In a tweet posted on August 3, Ripple CEO Brad Garlinghouse shared a recent Bloomberg article describing a number of potential alternatives to the dollar as the world’s reserve currency.
The article was about gold, several major fiat currencies – the yen, the yuan and the euro – and special drawing rights issued by the International Monetary Fund, and ended with cryptocurrencies.
Most governments “seriously study blockchain”
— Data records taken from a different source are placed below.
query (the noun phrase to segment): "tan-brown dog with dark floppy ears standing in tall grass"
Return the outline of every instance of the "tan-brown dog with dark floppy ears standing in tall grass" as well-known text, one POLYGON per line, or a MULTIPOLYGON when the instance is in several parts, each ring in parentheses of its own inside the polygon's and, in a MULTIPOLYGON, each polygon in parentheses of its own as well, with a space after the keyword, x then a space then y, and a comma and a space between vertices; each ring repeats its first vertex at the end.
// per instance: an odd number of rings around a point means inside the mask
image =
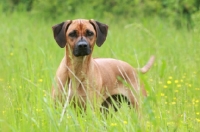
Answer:
MULTIPOLYGON (((136 70, 121 60, 92 58, 95 43, 100 47, 106 40, 107 25, 77 19, 52 28, 57 44, 66 48, 56 72, 56 86, 52 90, 54 99, 61 102, 76 100, 75 105, 86 108, 87 103, 107 106, 109 101, 106 99, 122 95, 137 107, 137 96, 140 91, 146 96, 146 91, 139 84, 136 70)), ((152 57, 140 71, 147 72, 153 61, 152 57)))

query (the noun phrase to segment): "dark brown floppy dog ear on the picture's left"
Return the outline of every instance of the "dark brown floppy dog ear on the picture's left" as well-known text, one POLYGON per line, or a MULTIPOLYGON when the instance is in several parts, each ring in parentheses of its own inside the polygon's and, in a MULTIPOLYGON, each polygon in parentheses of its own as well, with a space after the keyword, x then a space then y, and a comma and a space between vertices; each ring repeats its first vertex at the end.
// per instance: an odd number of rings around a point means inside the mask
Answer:
POLYGON ((67 43, 65 33, 71 22, 71 20, 67 20, 52 27, 54 39, 61 48, 64 48, 67 43))

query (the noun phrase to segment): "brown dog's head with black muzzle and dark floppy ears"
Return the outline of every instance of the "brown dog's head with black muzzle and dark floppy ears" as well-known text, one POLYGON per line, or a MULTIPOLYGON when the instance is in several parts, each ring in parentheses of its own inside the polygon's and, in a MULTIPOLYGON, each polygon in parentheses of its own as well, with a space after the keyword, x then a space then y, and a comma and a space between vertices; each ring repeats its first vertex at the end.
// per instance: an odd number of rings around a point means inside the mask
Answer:
POLYGON ((106 40, 108 26, 95 20, 67 20, 52 27, 57 44, 70 46, 73 55, 91 54, 94 44, 101 46, 106 40))

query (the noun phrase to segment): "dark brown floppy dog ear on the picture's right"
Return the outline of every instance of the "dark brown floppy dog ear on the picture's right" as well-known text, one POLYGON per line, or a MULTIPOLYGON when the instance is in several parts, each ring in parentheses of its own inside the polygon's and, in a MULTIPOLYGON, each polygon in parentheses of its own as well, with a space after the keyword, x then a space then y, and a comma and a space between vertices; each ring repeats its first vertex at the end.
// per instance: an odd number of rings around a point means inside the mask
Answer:
POLYGON ((106 40, 106 36, 108 33, 108 26, 106 24, 100 23, 95 20, 90 20, 90 23, 94 26, 97 34, 96 44, 97 46, 101 46, 106 40))

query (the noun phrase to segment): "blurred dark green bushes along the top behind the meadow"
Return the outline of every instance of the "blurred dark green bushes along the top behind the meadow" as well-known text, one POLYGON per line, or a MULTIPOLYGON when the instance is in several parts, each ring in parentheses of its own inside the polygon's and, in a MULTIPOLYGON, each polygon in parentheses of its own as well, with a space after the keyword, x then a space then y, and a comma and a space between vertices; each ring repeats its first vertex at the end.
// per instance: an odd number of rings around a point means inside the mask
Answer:
POLYGON ((200 0, 1 0, 0 5, 3 13, 29 12, 47 20, 84 17, 129 22, 156 16, 177 28, 191 28, 200 20, 200 0))

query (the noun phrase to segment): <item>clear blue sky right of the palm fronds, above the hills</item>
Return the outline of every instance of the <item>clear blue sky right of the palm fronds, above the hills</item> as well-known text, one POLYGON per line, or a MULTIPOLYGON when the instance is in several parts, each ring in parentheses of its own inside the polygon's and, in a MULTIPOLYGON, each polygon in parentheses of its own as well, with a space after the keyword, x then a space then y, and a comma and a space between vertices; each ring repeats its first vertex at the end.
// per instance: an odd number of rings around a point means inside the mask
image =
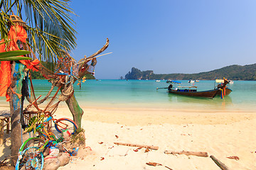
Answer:
POLYGON ((73 57, 110 46, 97 79, 119 79, 132 67, 155 74, 198 73, 256 63, 255 0, 73 0, 78 31, 73 57))

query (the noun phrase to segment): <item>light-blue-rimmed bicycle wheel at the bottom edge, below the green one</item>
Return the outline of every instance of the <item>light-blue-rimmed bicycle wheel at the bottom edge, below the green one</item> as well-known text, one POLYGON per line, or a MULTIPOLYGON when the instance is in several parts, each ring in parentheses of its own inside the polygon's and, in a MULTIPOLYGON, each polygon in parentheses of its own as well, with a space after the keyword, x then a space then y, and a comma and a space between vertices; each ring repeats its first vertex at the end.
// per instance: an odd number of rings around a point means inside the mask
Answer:
POLYGON ((28 147, 18 155, 15 170, 41 170, 43 169, 43 153, 38 147, 28 147))

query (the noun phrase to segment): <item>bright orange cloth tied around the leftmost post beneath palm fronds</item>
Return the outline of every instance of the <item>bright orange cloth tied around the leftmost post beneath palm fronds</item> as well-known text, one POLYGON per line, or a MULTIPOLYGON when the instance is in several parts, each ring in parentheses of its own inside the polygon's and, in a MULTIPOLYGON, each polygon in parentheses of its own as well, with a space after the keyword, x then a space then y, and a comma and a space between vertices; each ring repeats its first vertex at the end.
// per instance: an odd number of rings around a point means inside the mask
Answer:
MULTIPOLYGON (((14 51, 20 50, 17 45, 17 41, 26 42, 26 38, 28 37, 26 30, 22 26, 11 26, 9 30, 8 39, 10 40, 9 45, 1 44, 0 52, 5 51, 14 51), (5 49, 6 48, 6 49, 5 49)), ((4 42, 1 40, 0 42, 4 42)), ((19 56, 22 57, 22 56, 19 56)), ((33 66, 39 63, 39 60, 34 60, 31 62, 30 60, 20 60, 20 62, 28 69, 32 69, 33 71, 38 71, 33 66)), ((9 95, 6 93, 8 87, 11 85, 11 64, 9 61, 1 62, 1 70, 0 70, 0 96, 6 96, 6 101, 9 101, 9 95)))

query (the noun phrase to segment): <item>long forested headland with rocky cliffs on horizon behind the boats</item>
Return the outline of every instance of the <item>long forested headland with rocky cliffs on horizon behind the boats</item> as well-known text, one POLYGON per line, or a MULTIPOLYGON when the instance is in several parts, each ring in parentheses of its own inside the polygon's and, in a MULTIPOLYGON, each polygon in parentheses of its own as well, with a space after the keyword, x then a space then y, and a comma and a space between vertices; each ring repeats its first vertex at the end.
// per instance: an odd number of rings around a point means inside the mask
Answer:
POLYGON ((196 74, 154 74, 152 70, 140 71, 132 68, 132 72, 125 75, 125 79, 200 79, 213 80, 222 79, 223 77, 232 80, 255 80, 256 81, 256 64, 245 66, 230 65, 221 69, 215 69, 210 72, 201 72, 196 74))

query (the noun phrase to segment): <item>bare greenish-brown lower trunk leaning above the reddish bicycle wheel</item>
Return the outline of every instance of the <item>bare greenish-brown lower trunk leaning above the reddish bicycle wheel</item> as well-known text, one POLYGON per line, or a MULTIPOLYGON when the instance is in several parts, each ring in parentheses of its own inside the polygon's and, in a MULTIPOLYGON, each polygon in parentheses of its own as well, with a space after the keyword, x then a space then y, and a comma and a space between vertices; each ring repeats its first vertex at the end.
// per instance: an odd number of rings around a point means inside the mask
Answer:
POLYGON ((72 94, 70 98, 68 98, 68 100, 65 102, 67 103, 68 108, 73 115, 73 120, 78 125, 78 128, 81 128, 81 120, 84 111, 82 111, 82 108, 80 108, 78 101, 75 98, 75 94, 72 94))

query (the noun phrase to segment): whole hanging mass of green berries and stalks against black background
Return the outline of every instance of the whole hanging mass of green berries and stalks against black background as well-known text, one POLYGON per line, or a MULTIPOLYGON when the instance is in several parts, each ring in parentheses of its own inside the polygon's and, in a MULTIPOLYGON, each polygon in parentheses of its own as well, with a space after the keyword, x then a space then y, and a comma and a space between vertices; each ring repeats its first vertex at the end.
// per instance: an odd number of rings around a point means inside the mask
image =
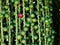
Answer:
POLYGON ((1 45, 53 45, 52 0, 0 0, 1 45))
Garlinghouse said the driving force behind digital currencies in the early 1920s was “confidence in the financial system at the end of the day.”
“As the world population continues to lose confidence in fiat currencies (as we see with the US dollar), they will prefer diversification. Our future global financial system will do the same, ”he said.
His argument was close to Tom Lee from Fundstrat, who told Bloomberg that “trust is already crumbling in the traditional economic system – that’s the point. The less confident you are in dollars, the more options you will need. ”
Amid economic turmoil, cracks in the geopolitical system after 1989, and pressure on global trade and investment, Garlinghouse argued that the inherent benefits of cryptocurrency are clearer than ever:
“A year ago, many condemned cryptocurrencies as fraud, and now most governments are seriously considering blockchain. It removes friction (eg compromise, transparency, etc.) which was previously very difficult to resolve. The cryptocurrency rose 80% while the dollar fell. The US government has increased by 3% YTD [YTD]. ”
China’s creation of a central bank digital currency is a good example of a shift in power to innovative technology to improve its game of geopolitical, monetary and technological competition in the new century.
The economic crisis caused by COVID-19 caused the US dollar to rise as investors fled early to their hiding place, leading to an exceptional growth of 9%.
But this familiar pattern has been turned upside down as the crisis continues. July was the worst month for the dollar in a decade. The recent fall reflects the escalation of diplomatic tensions between the United States and China and the difficult settlement that dollar hegemony represents in a turbulent and multipolar world, and the pandemic has provided great relief.
Analysts agree, Garlinghouse notes, that it is unlikely we will see the dollar judgment immediately.
Garlinghouse wrote that the dollar’s position as the “foundation” of the global financial infrastructure “will not disappear in the near future in favor of gold / yuan / cryptocurrency / other assets.” “But is he weaker today? Yes”.
The US’s hesitant response to the public health crisis and domestic political polarization can be said to have contributed to the loss of the soft power, and it seems that investors in the US bond market are expanding as a result of the disappointing US economic recovery.